Bourbon lovers may want to start clinging to their favorite bottle a little tighter, as there could be an impending supply shortage. Bourbon aficionados know that bourbon is different from whiskey because, for whiskey to qualify as bourbon, it must be distilled in new oak barrels. Many distilleries use white oak, which comes at a premium price. The white oak wood helps to ensure the barrel maintains a watertight seal, which is why many distillers choose it for making bourbon. While this sounds good, white oak trees could be in short supply in the coming years, thus creating a problem for distillers and bourbon drinkers.
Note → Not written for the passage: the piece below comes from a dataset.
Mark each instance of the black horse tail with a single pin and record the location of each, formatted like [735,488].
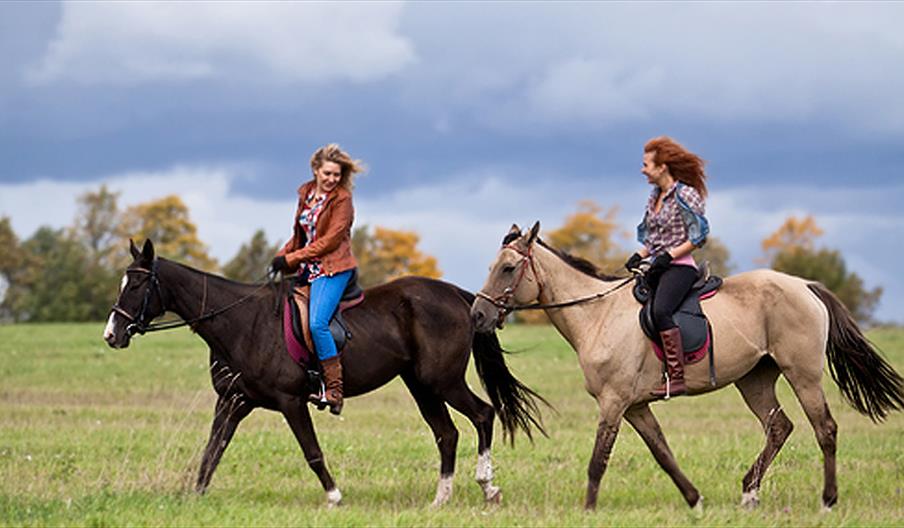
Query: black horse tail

Calvin Norman, a forestry professor, sounded the alarm on the impending shortage. On Bloomberg's "Odd Lots" podcast, Norman said, "When we look to the next generation of white oak, there's very little. We're looking at like a 77% population decline if nothing changes today." White oak trees are not only fussy, but this crop is also hard to maintain and keep clear of invasive insects. Bourbons like Maker's Mark, Jim Beam, and Van Winkle rely on white oak barrels, as do many smaller brands and independent distillers. An estimated 10% of the white oak supply in the United States goes to the bourbon industry. 

What is being done to solve the white oak shortage?
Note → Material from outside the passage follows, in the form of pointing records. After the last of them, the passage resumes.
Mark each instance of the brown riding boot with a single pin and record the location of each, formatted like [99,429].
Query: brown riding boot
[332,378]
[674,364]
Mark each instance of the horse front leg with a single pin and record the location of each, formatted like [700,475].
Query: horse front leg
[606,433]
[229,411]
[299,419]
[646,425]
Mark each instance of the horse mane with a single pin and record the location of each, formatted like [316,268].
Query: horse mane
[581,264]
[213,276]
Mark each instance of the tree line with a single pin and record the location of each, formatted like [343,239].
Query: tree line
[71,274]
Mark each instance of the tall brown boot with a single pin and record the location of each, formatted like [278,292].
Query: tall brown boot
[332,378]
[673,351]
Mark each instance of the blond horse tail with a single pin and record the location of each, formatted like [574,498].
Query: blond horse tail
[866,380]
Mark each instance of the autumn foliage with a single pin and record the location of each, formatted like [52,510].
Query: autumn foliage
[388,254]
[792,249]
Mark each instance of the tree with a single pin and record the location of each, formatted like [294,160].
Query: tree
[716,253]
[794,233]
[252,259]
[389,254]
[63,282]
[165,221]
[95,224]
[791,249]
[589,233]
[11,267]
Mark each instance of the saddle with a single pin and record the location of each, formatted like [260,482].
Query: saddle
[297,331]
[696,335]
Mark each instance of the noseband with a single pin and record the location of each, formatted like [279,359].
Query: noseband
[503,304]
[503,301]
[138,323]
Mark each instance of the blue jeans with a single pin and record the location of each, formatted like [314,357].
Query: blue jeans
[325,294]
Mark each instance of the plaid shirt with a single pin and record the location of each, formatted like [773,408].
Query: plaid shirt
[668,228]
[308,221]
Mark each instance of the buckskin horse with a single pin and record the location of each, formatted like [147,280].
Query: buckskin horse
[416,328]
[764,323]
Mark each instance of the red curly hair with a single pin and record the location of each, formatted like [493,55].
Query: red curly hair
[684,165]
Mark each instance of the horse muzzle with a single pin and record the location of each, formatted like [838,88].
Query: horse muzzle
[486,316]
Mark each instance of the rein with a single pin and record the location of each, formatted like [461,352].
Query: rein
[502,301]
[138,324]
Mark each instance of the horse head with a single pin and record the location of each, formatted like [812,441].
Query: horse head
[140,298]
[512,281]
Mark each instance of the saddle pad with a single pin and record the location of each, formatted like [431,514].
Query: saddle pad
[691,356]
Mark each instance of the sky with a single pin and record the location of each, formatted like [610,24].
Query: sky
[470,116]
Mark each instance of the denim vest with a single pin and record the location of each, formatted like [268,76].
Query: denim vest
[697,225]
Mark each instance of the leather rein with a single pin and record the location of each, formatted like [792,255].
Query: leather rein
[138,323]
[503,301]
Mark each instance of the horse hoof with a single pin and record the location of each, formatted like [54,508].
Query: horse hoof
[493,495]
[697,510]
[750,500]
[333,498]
The White Oak Initiative was created to help ensure a sustainable future for the trees and ensure bourbon can be enjoyed for the foreseeable future. Large bourbon companies like Sazerac and Beam Suntory help fund the initiative, which, in turn, helps ensure the companies can keep producing bourbon for their customers. Part of what The White Oak Initiative does is working to make plans for issues like tree rot or diseases, managing forests so the trees can get ample sunlight, and devising strategies to ensure the long-term sustainability of white oak trees. 
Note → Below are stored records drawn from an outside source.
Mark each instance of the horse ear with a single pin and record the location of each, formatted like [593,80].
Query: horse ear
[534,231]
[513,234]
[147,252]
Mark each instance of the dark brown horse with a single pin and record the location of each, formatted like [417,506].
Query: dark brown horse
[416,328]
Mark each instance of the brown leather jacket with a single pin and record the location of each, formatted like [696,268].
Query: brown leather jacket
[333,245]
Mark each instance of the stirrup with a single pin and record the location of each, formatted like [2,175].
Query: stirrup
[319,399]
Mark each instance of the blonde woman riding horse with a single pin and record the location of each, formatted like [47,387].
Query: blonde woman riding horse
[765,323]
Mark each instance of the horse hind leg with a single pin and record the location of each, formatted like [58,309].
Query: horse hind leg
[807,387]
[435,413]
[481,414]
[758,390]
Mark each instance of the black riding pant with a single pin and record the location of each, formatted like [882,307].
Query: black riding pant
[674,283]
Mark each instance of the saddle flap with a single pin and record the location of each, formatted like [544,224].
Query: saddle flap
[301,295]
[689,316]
White oak trees aren't even harvested until the trees reach 80-100 years old, past most human lifespans, which helps illustrate the importance of long-term sustainability. Each white oak barrel is made from 31-35 planks of wood, called staves, which are held together with metal hoops and rivets. To impart bourbon's signature smoky flavor, the barrels are expertly charred before the liquor goes in. The process of making bourbon is extensive, and the liquor ages for two years (minimum) before it's ready to hit the shelves. Another primary issue with white oak barrels, which could pose a bigger problem if a shortage does occur, is that they can only be used once for bourbon distillation. Instead of wasting the barrel and tossing it in the trash, they are often sent to other alcohol distillers to age tequila, wine, and other liquors.